-- Вот этого мне только не хватало! Степан, где шинель? Филиппов, следуй за нами. Быстро ведите меня, Евгений Павлович, пока кто-нибудь не пронюхал. Ох, мало нам других проблем, так еще и это...
Удивительно легко для своего веса выскочив из вагона, он в нетерпении рванул вперед, время от времени оглядываясь на более медлительных спутников – мол, туда ли иду? Красилов опасался не найти в темноте обратной дороги – то-то был бы стыд. Но вот уже виден силуэт автомобиля, притаившегося у обочины, словно ночной зверь в засаде. А где же Александр?
Знакомая фигура резко вынырнула из-за капота.
-- Рад вас видеть, ваше превосходительство, -- почтительно приветствовал Харламова Коцебу. – Я не сомневался, что Петр Аркадьевич с его прозорливостью отправит сюда именно вас.
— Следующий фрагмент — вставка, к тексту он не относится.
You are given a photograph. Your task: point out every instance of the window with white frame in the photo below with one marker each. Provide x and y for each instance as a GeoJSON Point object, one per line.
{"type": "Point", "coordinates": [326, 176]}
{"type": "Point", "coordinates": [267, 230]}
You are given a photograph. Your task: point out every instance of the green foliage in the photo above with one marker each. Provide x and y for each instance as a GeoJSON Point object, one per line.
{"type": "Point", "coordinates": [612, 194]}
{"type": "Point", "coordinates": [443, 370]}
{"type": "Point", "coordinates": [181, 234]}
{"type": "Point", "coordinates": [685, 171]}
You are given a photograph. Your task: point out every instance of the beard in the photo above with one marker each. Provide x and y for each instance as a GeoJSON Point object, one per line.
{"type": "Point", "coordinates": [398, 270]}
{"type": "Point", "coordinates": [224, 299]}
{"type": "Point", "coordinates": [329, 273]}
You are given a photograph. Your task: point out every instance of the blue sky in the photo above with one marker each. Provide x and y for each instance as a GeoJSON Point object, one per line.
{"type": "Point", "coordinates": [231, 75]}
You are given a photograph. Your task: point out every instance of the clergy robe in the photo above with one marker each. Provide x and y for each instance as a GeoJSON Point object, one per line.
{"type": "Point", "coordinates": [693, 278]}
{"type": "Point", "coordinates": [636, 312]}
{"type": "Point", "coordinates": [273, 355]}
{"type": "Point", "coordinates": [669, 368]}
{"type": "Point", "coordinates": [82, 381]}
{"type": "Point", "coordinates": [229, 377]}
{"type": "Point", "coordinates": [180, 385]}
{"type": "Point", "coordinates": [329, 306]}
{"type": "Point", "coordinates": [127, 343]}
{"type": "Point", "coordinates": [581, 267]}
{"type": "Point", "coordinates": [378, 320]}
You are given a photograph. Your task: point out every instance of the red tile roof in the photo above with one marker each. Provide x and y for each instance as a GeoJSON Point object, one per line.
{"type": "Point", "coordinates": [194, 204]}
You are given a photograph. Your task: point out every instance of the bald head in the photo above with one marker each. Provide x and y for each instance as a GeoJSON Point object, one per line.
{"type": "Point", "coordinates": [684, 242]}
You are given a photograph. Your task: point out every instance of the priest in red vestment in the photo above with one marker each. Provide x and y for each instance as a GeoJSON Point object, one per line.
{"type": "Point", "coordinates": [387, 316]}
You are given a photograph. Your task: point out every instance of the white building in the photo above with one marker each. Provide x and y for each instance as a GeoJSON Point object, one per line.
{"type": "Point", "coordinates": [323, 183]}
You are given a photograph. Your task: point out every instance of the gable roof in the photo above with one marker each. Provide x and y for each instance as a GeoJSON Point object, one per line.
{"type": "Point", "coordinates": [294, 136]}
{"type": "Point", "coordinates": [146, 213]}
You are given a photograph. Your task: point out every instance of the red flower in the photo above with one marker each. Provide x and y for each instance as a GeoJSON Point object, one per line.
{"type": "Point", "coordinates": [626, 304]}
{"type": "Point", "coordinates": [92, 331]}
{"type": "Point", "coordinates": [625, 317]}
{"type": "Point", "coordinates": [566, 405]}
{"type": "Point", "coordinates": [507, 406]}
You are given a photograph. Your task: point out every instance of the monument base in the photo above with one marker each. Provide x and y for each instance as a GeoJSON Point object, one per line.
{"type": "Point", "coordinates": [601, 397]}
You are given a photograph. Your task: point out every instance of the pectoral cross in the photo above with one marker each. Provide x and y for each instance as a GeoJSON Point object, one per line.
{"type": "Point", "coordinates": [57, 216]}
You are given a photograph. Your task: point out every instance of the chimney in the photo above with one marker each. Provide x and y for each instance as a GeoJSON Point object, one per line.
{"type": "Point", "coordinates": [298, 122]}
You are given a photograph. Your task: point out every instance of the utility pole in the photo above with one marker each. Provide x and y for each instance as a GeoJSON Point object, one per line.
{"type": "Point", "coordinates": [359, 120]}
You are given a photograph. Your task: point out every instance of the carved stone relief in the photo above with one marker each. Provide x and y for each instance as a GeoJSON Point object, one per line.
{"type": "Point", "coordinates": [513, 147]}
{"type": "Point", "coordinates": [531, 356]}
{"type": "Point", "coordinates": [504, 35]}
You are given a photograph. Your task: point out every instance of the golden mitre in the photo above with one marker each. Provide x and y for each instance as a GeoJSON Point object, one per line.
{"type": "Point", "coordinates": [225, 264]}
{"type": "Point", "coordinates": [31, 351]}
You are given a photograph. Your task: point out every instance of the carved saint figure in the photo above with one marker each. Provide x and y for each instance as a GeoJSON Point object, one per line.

Лишь вы, с вашими дипломатическими способностями, можете не просто контролировать ситуацию, а избежать при этом как народных волнений, так и журналистских скандалов. А я готов вам всячески помочь.
В первый миг Евгения покоробило. Александр всегда держался с достоинством – и вдруг откровенное раболепство перед власть имущим! Но было что-то в тоне говорившего... не ирония – скорее смутная ее тень... а еще – неуловимое смещение акцентов, словно каждая фраза содержала двойное дно и тебе подсказывали, где его искать.
Харламов свел брови, размышляя, затем посветлел лицом и кивнул.
-- Давайте пока без чинов, Александр Александрович. Значит, вы с вашим другом не намерены продавать эту историю газетчикам? Вот уж подлая братия! Рыщут кругом, как стая шакалов.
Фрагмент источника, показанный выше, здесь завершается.